Trinidad and Tobago national football team captain Kenwyne Jones confirmed that the “Soca Warriors” will do everything in their power to be crowned Caribbean champions tonight when they face host Jamaica from 9 pm (TT time) in the 2014 regional final in Montego Bay.
However, Jones described the situation between the players and the governing body as “dire” and said that, although the Warriors qualified for the 2015 CONCACAF Gold Cup and shot up the FIFA rankings, the future looks bleak due the off-field issues.
“I think we were in a dire situation,” Jones told the TTFA Media. “As far as the team is concerned we had some discussions yesterday and we are all up for playing the game. We are definitely going to play tonight because I think for us as a team and a staff, it could be the first thing we win for Trinidad and Tobago and we want to achieve that.
“On the other hand, we’re not pleased with the situation regarding outstanding salaries for players and staff and it doesn’t spell anything good going forward for Trinidad and Tobago football.”
TTFA president Raymond Tim Kee, who is also the Port of Spain Mayor and PNM Treasurer, is understood to have already left for Jamaica to watch the Caribbean finals live.
It is uncertain whether Tim Kee will greet the squad in front of the television cameras before kick off tonight. But the Warriors captain, who contemplated boycotting the finals due to owed match fees and salaries, insisted that change is needed within the football body.
“We’ve had this going on for too long with players battling for stuff and not being sure of payments being made and it happens (now) before an important game,” said the Cardiff City forward. “I think going forward we need changes in various departments. We need to also go strong with the players association
“We had a meeting yesterday I tried to extend a good feel to the camp for the work they have been doing for the eight or nine months. We’ve made good strides and progress and we want to continue on the good form we have had and rightly so we want to go out and give the one hundred percent that we’ve always done for Trinidad and Tobago.”

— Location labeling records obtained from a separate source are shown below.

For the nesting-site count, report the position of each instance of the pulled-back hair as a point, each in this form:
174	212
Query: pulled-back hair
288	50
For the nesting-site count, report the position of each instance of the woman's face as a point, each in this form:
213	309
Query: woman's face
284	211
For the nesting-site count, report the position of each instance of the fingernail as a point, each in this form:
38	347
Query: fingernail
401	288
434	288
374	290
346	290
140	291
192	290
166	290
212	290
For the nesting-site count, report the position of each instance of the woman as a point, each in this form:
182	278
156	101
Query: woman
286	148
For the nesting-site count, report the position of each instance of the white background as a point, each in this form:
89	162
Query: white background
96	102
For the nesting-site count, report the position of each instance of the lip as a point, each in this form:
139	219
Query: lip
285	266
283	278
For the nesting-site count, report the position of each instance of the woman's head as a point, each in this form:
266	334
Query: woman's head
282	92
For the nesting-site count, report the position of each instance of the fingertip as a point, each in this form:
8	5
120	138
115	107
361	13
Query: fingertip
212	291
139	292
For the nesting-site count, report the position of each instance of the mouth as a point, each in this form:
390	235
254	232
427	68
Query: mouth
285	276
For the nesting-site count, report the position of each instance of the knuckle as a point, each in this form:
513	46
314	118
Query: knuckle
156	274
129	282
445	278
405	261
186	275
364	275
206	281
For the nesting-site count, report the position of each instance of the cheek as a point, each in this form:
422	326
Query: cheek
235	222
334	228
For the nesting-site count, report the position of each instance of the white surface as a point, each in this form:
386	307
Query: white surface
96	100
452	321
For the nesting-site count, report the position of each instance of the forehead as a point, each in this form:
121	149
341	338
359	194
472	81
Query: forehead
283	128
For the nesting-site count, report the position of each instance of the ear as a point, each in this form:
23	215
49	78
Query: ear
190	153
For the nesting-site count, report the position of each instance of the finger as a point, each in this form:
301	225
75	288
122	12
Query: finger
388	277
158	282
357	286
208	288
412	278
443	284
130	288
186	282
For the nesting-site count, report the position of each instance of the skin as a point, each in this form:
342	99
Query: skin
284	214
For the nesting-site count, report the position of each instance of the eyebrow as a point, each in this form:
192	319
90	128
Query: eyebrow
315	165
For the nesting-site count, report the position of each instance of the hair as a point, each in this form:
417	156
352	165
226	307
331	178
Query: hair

Jones is encouraged by the constitutional reform process though, which is being undertaken by a TFFA-appointed committee and with FIFA’s input. And he is hopeful that it leads to fresh blood within the football body.
“For far too long we have had the same generation of people running the football association and now we should have fresh young minds involved,” said Jones. “I hope it moves in a positive direction and constitutional reform does come for the benefit of football in Trinidad and Tobago.”